In 2002, only 27.6% of chief academic officers agreed that the faculty at their school accepted the “value and legitimacy of online education.” By 2014, this number had shown virtually no change and remained at 28.0%.

[] Do you have a sense for why these instructors view online education negatively? How has the field expanded so quickly without broad faculty support?

[Dr. Seaman] The first thing to understand is that while a majority of faculty still hold a negative view towards online learning, many do not. Academic leaders have been able to recruit faculty from the positive or undecided groups in sufficient numbers to staff their programs (of have provided sufficient incentives to overcome faculty objections).

The reasons why faculty remain suspicious of online are many and varied. Most faculty members do not have any first-hand experience with online education – they have never created or taken any online courses. Our survey suggests that exposure to online education—as part of a development team, as part of a planning committee, developing a course, taking a course, or teaching a course—can act as a catalyst for a change of faculty opinion.

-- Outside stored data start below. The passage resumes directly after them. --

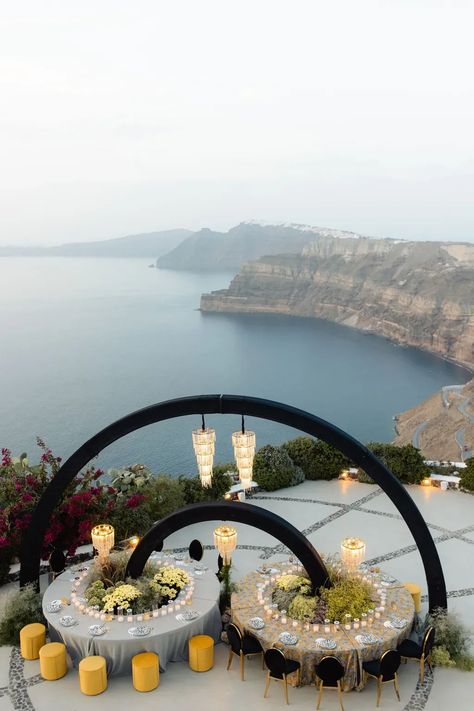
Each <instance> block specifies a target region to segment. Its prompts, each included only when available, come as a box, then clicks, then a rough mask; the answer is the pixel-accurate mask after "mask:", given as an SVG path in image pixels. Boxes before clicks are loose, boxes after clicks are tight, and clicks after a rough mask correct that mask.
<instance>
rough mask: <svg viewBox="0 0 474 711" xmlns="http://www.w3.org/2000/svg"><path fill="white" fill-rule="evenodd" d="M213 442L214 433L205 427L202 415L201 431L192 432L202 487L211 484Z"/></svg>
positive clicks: (215, 435) (196, 458)
mask: <svg viewBox="0 0 474 711" xmlns="http://www.w3.org/2000/svg"><path fill="white" fill-rule="evenodd" d="M215 442H216V431H215V430H214V429H212V427H206V424H205V422H204V415H203V416H202V427H201V429H199V430H193V447H194V453H195V455H196V461H197V465H198V471H199V476H200V477H201V484H202V486H211V483H212V464H213V461H214V449H215Z"/></svg>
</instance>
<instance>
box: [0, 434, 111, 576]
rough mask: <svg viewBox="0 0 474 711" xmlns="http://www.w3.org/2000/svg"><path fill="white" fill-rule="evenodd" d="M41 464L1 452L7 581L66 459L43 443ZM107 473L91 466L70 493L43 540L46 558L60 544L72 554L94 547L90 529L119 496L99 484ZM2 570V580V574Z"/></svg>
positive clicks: (5, 563)
mask: <svg viewBox="0 0 474 711" xmlns="http://www.w3.org/2000/svg"><path fill="white" fill-rule="evenodd" d="M38 445H39V447H40V449H41V457H40V462H39V464H37V465H30V464H29V462H28V458H27V456H26V454H22V455H21V456H20V457H19V458H13V457H12V456H11V453H10V451H9V450H8V449H5V448H4V449H2V460H1V465H0V558H1V560H2V564H3V566H2V567H3V574H4V576H5V575H6V573H7V572H8V569H9V566H10V563H11V562H12V561H14V560H16V559H17V558H18V556H19V555H20V546H21V537H22V535H23V532H24V531H25V529H27V528H28V526H29V524H30V522H31V517H32V514H33V511H34V509H35V507H36V505H37V503H38V501H39V499H40V497H41V496H42V494H43V492H44V491H45V489H46V487H47V486H48V484H49V483H50V482H51V481H52V479H53V478H54V477H55V476H56V473H57V471H58V469H59V466H60V463H61V458H60V457H55V456H54V455H53V453H52V452H51V450H50V449H48V448H47V447H46V446H45V444H44V442H43V441H42V440H40V439H38ZM102 474H103V472H102V471H101V470H100V469H96V468H95V467H89V468H88V469H86V470H85V471H84V472H82V473H81V474H80V475H79V476H78V477H76V479H75V481H74V482H73V483H72V484H71V485H70V486H69V487H68V488H67V490H66V492H65V495H64V497H63V500H62V502H61V504H60V505H59V506H58V507H57V508H56V510H55V511H54V513H53V515H52V516H51V519H50V521H49V525H48V528H47V530H46V533H45V537H44V548H43V557H44V558H48V557H49V555H50V553H51V551H52V550H53V549H54V547H55V546H56V545H59V546H60V548H61V549H62V550H67V552H68V554H69V555H73V554H74V553H75V551H76V549H77V547H78V546H80V545H81V544H83V543H90V530H91V527H92V526H94V525H95V524H96V523H99V521H103V520H104V516H105V517H107V516H108V515H109V514H110V513H111V512H112V510H113V508H114V498H115V497H114V495H115V492H114V490H113V489H112V488H111V487H108V486H105V485H104V484H102V483H100V482H99V479H100V477H101V476H102ZM1 572H2V571H1V570H0V575H1Z"/></svg>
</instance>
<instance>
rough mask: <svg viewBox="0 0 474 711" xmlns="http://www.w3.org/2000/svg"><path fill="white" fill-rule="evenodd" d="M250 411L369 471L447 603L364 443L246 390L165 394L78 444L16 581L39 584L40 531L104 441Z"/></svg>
mask: <svg viewBox="0 0 474 711" xmlns="http://www.w3.org/2000/svg"><path fill="white" fill-rule="evenodd" d="M201 413H203V414H216V413H221V414H234V415H241V414H245V415H250V416H253V417H261V418H263V419H267V420H273V421H274V422H279V423H281V424H284V425H288V426H290V427H294V428H295V429H298V430H301V431H302V432H306V433H307V434H309V435H312V436H313V437H318V438H319V439H322V440H324V441H325V442H327V443H328V444H331V445H333V446H334V447H336V449H338V450H340V451H341V452H342V453H343V454H345V455H346V456H347V457H349V459H351V460H352V461H353V462H355V463H356V464H357V465H358V466H359V467H361V468H362V469H363V470H364V471H366V472H367V474H369V476H370V477H372V479H373V480H374V481H375V482H376V483H377V484H378V485H379V486H380V487H381V488H382V489H383V490H384V492H385V493H386V494H387V495H388V496H389V497H390V499H391V501H392V503H393V504H394V505H395V506H396V507H397V509H398V511H399V512H400V514H401V516H402V517H403V519H404V521H405V523H406V524H407V526H408V528H409V529H410V531H411V534H412V535H413V538H414V540H415V543H416V545H417V547H418V550H419V552H420V555H421V558H422V561H423V566H424V569H425V575H426V581H427V587H428V597H429V607H430V610H433V609H434V608H436V607H442V608H446V607H447V597H446V585H445V581H444V575H443V569H442V567H441V562H440V559H439V556H438V552H437V550H436V546H435V544H434V541H433V538H432V537H431V534H430V532H429V529H428V527H427V525H426V523H425V521H424V519H423V516H422V515H421V513H420V511H419V510H418V508H417V506H416V505H415V503H414V501H413V499H412V498H411V496H410V495H409V494H408V493H407V492H406V490H405V488H404V487H403V486H402V484H401V483H400V482H399V481H398V479H396V477H395V476H394V475H393V474H392V473H391V472H390V471H389V470H388V469H387V468H386V467H385V466H384V465H383V464H382V463H381V462H379V460H378V459H377V458H376V457H375V456H374V455H373V454H372V452H370V451H369V450H368V449H367V447H365V446H364V445H363V444H361V443H360V442H358V441H357V440H356V439H354V438H353V437H351V436H350V435H349V434H347V433H346V432H344V431H343V430H341V429H339V428H338V427H336V426H335V425H333V424H331V423H330V422H327V421H326V420H323V419H321V418H320V417H317V416H316V415H312V414H310V413H309V412H305V411H304V410H300V409H298V408H296V407H292V406H291V405H285V404H282V403H279V402H274V401H273V400H264V399H262V398H255V397H248V396H245V395H218V394H216V395H195V396H191V397H184V398H177V399H175V400H166V401H164V402H161V403H158V404H156V405H150V406H149V407H145V408H143V409H141V410H136V411H135V412H132V413H130V414H129V415H126V416H125V417H122V418H121V419H120V420H117V421H116V422H114V423H112V424H111V425H109V426H108V427H106V428H105V429H103V430H101V431H100V432H98V433H97V434H96V435H94V436H93V437H92V438H91V439H89V440H88V441H87V442H85V443H84V444H83V445H82V446H81V447H79V449H77V450H76V451H75V452H74V453H73V454H72V455H71V456H70V457H69V459H67V460H66V461H65V462H64V464H63V465H62V466H61V467H60V469H59V470H58V472H57V474H56V476H55V477H54V479H53V480H52V481H51V483H50V484H49V486H48V487H47V489H46V491H45V492H44V494H43V496H42V497H41V499H40V501H39V502H38V506H37V507H36V509H35V511H34V513H33V516H32V519H31V523H30V526H29V528H28V529H27V530H26V531H25V534H24V536H23V540H22V550H21V570H20V584H21V585H22V586H23V585H26V584H27V583H34V584H36V585H37V584H38V581H39V567H40V560H41V551H42V547H43V540H44V534H45V531H46V528H47V525H48V521H49V518H50V516H51V513H52V512H53V510H54V508H55V506H56V505H57V504H58V503H59V501H60V500H61V497H62V495H63V493H64V491H65V489H66V487H67V486H68V484H70V483H71V482H72V481H73V480H74V478H75V477H76V475H77V474H78V473H79V472H80V470H81V469H82V468H83V467H85V466H86V464H87V463H88V462H89V461H90V460H91V459H92V458H93V457H96V456H97V455H98V454H99V453H100V452H101V451H102V450H103V449H105V447H108V446H109V445H110V444H112V443H113V442H115V441H116V440H118V439H120V438H121V437H124V436H125V435H127V434H129V433H130V432H134V431H135V430H138V429H141V428H142V427H146V426H147V425H151V424H154V423H156V422H162V421H164V420H169V419H172V418H175V417H182V416H184V415H199V414H201Z"/></svg>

However, there exists an understanding that online education plays a necessary role in higher education, even among faculty with a negative view of it. When faculty are asked if they have ever recommended an online course for one of their students or advisees, a substantial portion of those who believe online to be inferior to face-to-face instruction report that they have. When pressed for why they have done this, faculty tend to cite the same access reasons that have driven the overall growth of the sector: “It was the only way they could fit the course into their schedule,” or, “She had to travel for work and this allowed her to continue her program.”

[] The BSRG has monitored the field of online education for many years. What about its future? Do you have any short- or long-term projections?

[Dr. Seaman] The short term is going to be more of the same. Online is now just one of a variety of ways in which higher education courses and programs are offered. The insane levels of growth we saw in the early years are over – but institutions are more committed to online instruction now than ever.

We will continue to see a spillover effect of online on the rest of the institution. The emergence of the “flipped classroom” as a national higher education trend is directly related to the experiences faculty and leaders have had with online instruction. Likewise, on-campus students will continue to augment their program with online courses, both for the scheduling flexibility it gives them and because many of them want the online experience.

The bigger question about the longer-term future revolves around the pressures that higher education institutions will face rather than technological advances for online instruction. If the current concern with employment outcomes continues, with increasing emphasis on job skills and less on formal degrees, then the potential for shorter courses more responsive to individual students’ needs might really take hold. Likewise, pressure to better control education costs can potentially drive the innovation that online instruction has, up until now, not really achieved.